We’d only been married a few months when my husband returned from work with an excited gleam in his eye. “Close your eyes and open your mouth,” he said. “I have a surprise for you.” I was so excited. My cute newlywed husband was doing his duty to continually woo me. What would it be? Chocolate? Perhaps a petit fours? Maybe a tiny cookie. I followed directions. No sooner had my eyes closed and my mouth opened than my tastebuds were assaulted with something as vile as one could imagine. A small bead of pure nastiness had been inserted. I immediately spit it out and exclaimed, “What IS that?”
“It’s a wasabi bean,” my husband explained. (One of those dried peas or soybeans covered in wasabi).
“I HATE wasabi!” I exclaimed, most ungraciously.
“I thought since you lived in Japan that you liked it,” he innocently replied.
At that point, I most likely launched into at diatribe about the horrors of wasabi. You see, I knew all about wasabi. I had eaten the famed Japanese horseradish before. I had visited an actual wasabi farm while living in Japan. I had sat upon the great wasabi statue. I had gone to the gift shop and seen crimes against nature being peddled as wasabi chocolate and wasabi ice cream.

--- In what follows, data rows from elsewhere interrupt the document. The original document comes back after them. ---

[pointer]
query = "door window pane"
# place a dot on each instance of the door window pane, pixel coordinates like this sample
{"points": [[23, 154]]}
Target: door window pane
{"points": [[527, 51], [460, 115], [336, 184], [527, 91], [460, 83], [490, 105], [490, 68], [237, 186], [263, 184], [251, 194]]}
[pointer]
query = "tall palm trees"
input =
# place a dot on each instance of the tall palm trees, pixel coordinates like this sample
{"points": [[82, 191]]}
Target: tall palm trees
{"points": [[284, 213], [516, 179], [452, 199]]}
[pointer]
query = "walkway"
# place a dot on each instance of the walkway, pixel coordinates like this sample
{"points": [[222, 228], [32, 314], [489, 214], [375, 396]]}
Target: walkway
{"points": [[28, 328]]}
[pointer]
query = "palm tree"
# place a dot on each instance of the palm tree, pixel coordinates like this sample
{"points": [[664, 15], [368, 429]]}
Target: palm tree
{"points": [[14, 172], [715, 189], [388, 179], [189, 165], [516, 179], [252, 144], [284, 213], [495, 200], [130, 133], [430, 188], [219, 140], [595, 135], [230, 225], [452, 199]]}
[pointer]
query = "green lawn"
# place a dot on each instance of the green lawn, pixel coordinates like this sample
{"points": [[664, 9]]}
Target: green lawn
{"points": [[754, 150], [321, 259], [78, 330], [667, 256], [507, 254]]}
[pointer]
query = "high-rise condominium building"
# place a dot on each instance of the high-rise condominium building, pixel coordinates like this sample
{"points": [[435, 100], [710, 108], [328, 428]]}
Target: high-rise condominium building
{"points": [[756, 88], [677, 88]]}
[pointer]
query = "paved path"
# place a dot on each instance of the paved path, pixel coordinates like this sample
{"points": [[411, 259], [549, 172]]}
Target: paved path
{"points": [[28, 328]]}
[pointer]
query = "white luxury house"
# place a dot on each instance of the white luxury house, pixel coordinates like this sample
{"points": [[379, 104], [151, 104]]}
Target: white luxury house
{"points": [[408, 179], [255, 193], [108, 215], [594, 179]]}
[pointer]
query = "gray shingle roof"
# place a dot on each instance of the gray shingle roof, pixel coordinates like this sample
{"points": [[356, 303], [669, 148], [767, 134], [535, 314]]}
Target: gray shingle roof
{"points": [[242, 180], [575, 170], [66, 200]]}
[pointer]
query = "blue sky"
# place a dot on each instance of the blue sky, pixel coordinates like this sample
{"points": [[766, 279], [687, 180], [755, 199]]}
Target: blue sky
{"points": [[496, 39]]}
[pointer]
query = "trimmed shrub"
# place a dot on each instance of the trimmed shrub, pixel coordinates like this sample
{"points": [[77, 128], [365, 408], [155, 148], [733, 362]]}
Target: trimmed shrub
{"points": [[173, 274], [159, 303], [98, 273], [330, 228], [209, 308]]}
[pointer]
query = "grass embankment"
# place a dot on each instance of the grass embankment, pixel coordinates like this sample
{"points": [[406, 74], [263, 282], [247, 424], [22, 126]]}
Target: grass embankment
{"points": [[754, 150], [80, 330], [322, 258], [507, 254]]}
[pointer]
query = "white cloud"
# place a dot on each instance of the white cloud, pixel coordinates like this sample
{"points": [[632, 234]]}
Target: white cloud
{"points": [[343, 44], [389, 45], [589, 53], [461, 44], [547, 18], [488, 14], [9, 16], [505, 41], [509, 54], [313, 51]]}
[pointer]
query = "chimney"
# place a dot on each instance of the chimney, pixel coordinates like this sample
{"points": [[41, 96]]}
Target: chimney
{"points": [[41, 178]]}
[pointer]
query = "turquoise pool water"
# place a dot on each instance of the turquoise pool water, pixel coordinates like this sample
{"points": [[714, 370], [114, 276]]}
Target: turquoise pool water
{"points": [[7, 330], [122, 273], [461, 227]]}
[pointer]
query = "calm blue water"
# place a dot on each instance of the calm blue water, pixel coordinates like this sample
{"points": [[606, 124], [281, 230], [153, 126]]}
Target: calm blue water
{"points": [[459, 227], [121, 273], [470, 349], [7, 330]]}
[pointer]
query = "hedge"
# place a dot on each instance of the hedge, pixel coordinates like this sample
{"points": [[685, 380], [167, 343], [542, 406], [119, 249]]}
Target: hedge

Which brings me to this point: I will never make you put wasabi in your ice cream. In no universe does wasabi belong in ice cream. There are also other things that do not belong in ice cream. Garlic. Bacon. Anchovies. Also high fructose corn syrup, any type of “gum,” and artificial flavorings and colorings.
What you will find on this blog are recipes for natural, fresh ice creams using real fruit, real essential oils, and real imagination.
So I say “Open your eyes (to the grand possibilities) and close your mouth (to keep the drool in). Your tastebuds are about to be inspired for life.